Image Credit: @mariefeandjakesnow

‘Adventurous’ New Trait Australians Now Want In A Partner

Australian singletons are looking for 'adventure' in a post lockdown world, new research has found.

There’s no beating around the bush: the pandemic has had a monumental effect on the lives of Australian singletons. With stay-at-home orders having been in place for much of the country, for much of this year, meeting new people has been much harder than usual. Consequently, our attitude towards sex has changed.

It was certainly true, at the start of the pandemic at least, that more and more of us were resorting to using the various dating apps in order to seek out connections with others, with some even going as far as looking for love in other countries around the world, in the hope of one day being able to travel there in order to meet up with their pen-pals.

However, even our attitude to digital dating has taken a downturn recently, with ‘the closing time effect’ dating trend taking hold.

There also came the dilemma of choosing just one person to be part of a ‘singles bubble’, causing many to wonder if their occasional booty call could become their permanent fling for the unknown duration of the lockdown. Many singles eventually decided they were likely to be better going without, than to “put up with” someone they used to only see on a casual basis, and were unsure what they would be like to live with (or see all the time).

Watch TikTok star Rachael Evren sum up the struggles of dating in Australia in 2021 in the video below.

To put this all into context, and to shed a light on exactly how our attitude towards dating has changed in the wake of the pandemic, dating app Hinge has compiled some research, which indicates Australians are not just more focused on finding a genuine connection with someone, but the desire to experiment further in the bedroom is on the rise too.

The prominent outcome of Hinge’s research suggests Australians are far more keen on ‘sexploration’ than ever before, with “almost half (45%) of all those surveyed saying they want to explore new sexual desires with a partner, and 79% saying it’s important for a partner to be open and adventurous in the bedroom.

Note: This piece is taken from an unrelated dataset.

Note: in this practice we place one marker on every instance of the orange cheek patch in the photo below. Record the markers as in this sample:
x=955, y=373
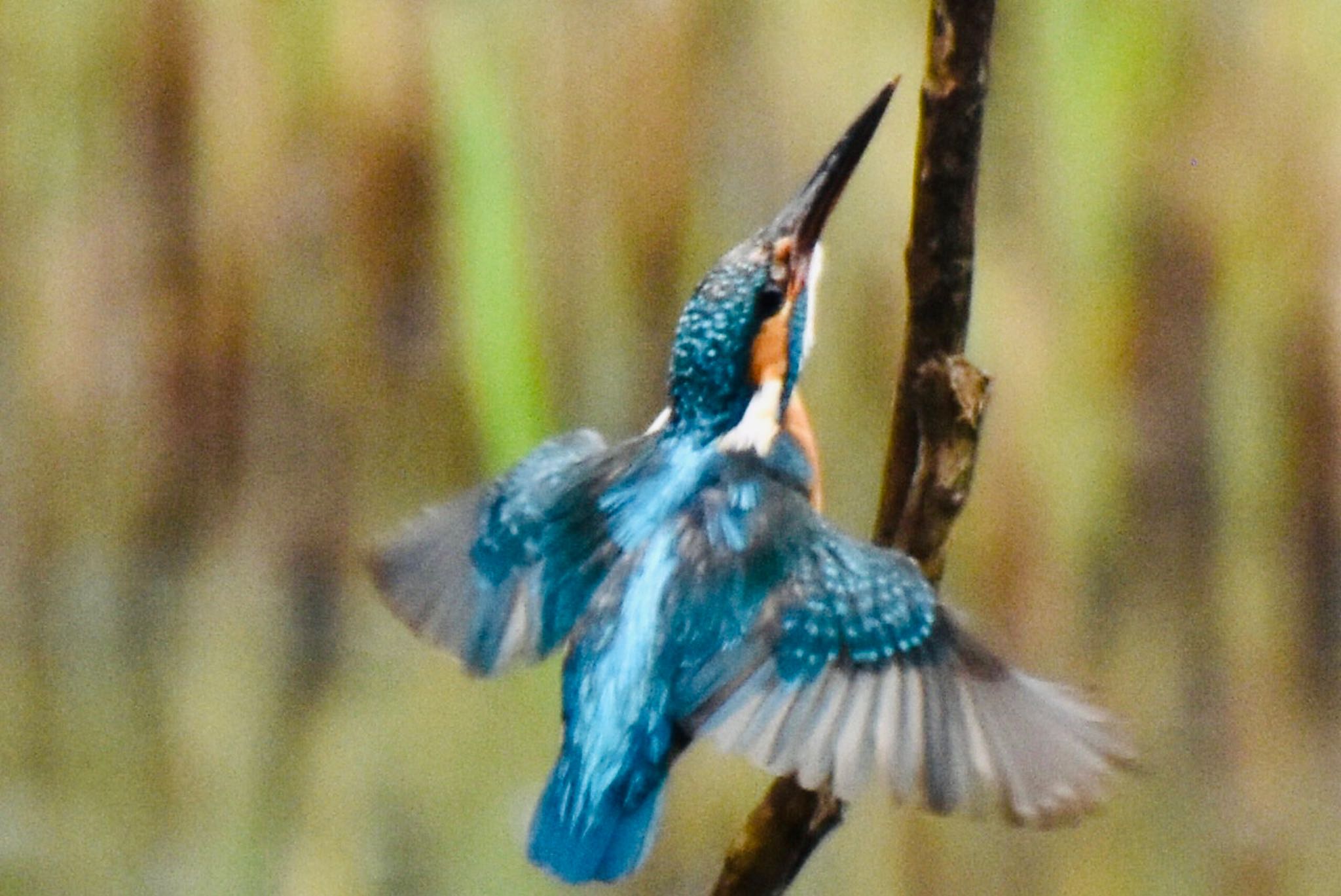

What is perhaps more interesting, is that while being keen to explore further is a common trend, respondents say they are more willing to wait to explore these desires with a partner, compared to hopping into bed after the first date. “A third of respondents say they are waiting longer to have sex with new partners because of Covid fears,” the research relates.

Logan Ury, Director of Relationship Science at Hinge said, “This summer is a period of sexploration for Australians. Singles are having sex less frequently”, 42% of Australian Hinge users said they’re now less likely to have one-night stands, “but exploring their deepest sexual desires more often.”

“Because of the pandemic, many people spent time alone, looking inward, and tapping into their imagination. They’ve gotten more in touch with who they are and what they want.”

“And that means they’re ready to unlock new sexual fantasies, with the right partner.”

“Despite all the tragedy and trauma of the pandemic, this experience also offered daters some silver linings. Many Hinge singles used the time in lockdown to self-reflect and figure out who they are and what they’re looking for, both in terms of relationships and sexual experiences.”

Indeed, Hinge’s research found that 34% of Australian users of the app “have developed a new sexual fantasy this past year, 23% want to try BDSM, 22% want to try role-playing and 22% want to try new sex positions.”

The cause of this willingness to explore? Logan adds, “19% of Aussie Hinge users said they have watched new types of porn over the past year. This exploration could help explain why 34% developed a new sexual fantasy this summer.”

And, over half of those surveyed – 58% – put the blame on the Delta variant of Covid as being the main reason their sex life has been affected, compared to earlier in 2021.

But, will this change in attitude continue once the doors are flung fully open and we can get back to a bit of a normality? To this, Logan says, “We expect many of the trends that emerged during the pandemic to stick with us long-term. For example, the majority of Hinge users who have tried video dates say they’ll continue to go on these in the future, even when it’s safe to meet up in person.”

“I’ve heard from many people who, before the pandemic, tended to jump to physical intimacy with their matches very quickly, often before they’d developed a deeper emotional connection.”

“The pandemic has forced them to change their behaviour because it wasn’t safe to meet up in person. They slowed down and invested more time in getting to know the other person first. I expect people will continue to embrace this phenomenon of slower dating, and waiting longer to have sex with a new person.”